O acordo foi selado após uma exaustiva reunião de mais de seis horas, que congregou os 27 secretários de Fazenda e representantes do Ministério da Fazenda. O principal obstáculo inicial residia no receio dos governadores de infringir a Lei de Responsabilidade Fiscal (LRF) caso optassem por uma desoneração direta no imposto. A proposta original do governo federal, que visava uma desoneração do ICMS, foi rechaçada pelos estados devido aos riscos jurídicos identificados em relação à Lei Complementar 192 e à própria LRF. O impasse foi finalmente superado quando o Ministério da Fazenda aceitou um modelo de subsídio direto compartilhado. Em vez de alterar as alíquotas de impostos, a União e os estados realizarão depósitos diretos para compor o desconto de R$ 1,20, assegurando a blindagem jurídica necessária aos governadores.
A urgência da medida é amplamente justificada pelo calendário agrícola brasileiro. Com o país em pleno período de escoamento da safra, a escalada dos preços do diesel importado – que em alguns estados pode representar até 40% da receita de combustíveis – ameaçava inviabilizar o frete e, consequentemente, gerar um efeito cascata na inflação de alimentos. A interrupção ou encarecimento do transporte de grãos e outros produtos agrícolas teria um impacto devastador não apenas para os produtores rurais, mas para toda a cadeia de consumo, elevando o custo de vida para a população.
Para assegurar que o benefício chegue efetivamente às bombas e, por fim, ao consumidor final, os estados prometeram uma atuação rigorosa e contundente dos Procons. Além da fiscalização estadual, os governadores firmaram um convênio com a Agência Nacional do Petróleo (ANP), estabelecendo um monitoramento conjunto e intensivo de postos de combustíveis e distribuidoras. “O esforço conjunto precisa ter resultado imediato para o consumidor”, reforçaram as autoridades, destacando a importância da transparência e da efetividade da medida para a população.

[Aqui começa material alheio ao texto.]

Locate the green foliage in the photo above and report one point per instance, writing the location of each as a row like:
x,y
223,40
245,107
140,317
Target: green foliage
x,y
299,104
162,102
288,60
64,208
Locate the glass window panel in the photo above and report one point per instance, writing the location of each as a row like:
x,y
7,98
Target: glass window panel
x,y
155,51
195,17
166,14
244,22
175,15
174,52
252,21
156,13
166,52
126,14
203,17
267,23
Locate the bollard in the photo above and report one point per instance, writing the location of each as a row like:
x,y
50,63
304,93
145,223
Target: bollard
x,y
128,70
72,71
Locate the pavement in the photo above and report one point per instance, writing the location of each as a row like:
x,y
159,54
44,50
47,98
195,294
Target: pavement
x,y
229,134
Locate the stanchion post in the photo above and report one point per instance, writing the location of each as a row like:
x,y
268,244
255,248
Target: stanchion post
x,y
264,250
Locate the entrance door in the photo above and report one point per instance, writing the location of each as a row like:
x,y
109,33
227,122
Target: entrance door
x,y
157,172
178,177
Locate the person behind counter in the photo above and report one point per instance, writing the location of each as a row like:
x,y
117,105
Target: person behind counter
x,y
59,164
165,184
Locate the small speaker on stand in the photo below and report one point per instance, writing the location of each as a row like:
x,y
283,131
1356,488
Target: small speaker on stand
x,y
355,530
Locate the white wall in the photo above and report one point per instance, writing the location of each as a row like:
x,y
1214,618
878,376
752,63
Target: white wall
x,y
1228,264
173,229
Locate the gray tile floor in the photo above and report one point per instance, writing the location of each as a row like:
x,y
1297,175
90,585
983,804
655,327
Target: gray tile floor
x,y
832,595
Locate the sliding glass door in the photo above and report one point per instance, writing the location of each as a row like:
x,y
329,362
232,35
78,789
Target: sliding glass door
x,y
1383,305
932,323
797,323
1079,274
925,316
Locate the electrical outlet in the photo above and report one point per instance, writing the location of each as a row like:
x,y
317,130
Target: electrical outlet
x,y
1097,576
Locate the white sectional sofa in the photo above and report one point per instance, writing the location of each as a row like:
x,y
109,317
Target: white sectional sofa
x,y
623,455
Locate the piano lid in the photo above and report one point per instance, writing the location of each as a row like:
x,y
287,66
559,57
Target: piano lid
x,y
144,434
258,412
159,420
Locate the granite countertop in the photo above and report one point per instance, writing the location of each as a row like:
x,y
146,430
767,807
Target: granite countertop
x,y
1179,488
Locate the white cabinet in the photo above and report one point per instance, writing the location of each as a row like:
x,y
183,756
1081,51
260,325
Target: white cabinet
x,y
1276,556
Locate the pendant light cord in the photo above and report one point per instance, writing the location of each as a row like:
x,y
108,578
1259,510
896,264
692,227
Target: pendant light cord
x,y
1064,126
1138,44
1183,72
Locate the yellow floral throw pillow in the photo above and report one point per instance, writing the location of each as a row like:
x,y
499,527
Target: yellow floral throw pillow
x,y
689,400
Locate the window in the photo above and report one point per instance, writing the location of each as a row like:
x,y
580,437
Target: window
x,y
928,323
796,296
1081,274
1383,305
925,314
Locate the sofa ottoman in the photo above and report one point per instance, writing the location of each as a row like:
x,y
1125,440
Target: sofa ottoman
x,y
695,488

Panorama Político e Fiscal
Este acordo reflete a complexa dinâmica das relações federativas e a constante busca por equilíbrio fiscal em um cenário de pressões econômicas globais. A decisão de subsidiar o diesel, embora temporária, demonstra a prioridade do governo em mitigar os impactos da inflação e proteger setores estratégicos como o agronegócio, que é vital para a balança comercial e o abastecimento interno. A negociação, que envolveu intensas discussões entre o Ministério da Fazenda e o Comsefaz, evidencia a necessidade de coordenação entre os entes federados para enfrentar crises econômicas. A preocupação com a Lei de Responsabilidade Fiscal e a busca por um modelo juridicamente seguro ressaltam a cautela dos estados em um ambiente de orçamentos já apertados, onde qualquer despesa adicional ou renúncia de receita precisa ser meticulosamente justificada e planejada. A medida, portanto, não é apenas uma resposta econômica, mas também um termômetro da capacidade de articulação política do país diante de desafios que exigem soluções rápidas e eficazes para evitar um colapso em cadeias produtivas essenciais e o consequente aumento da inflação para o cidadão comum.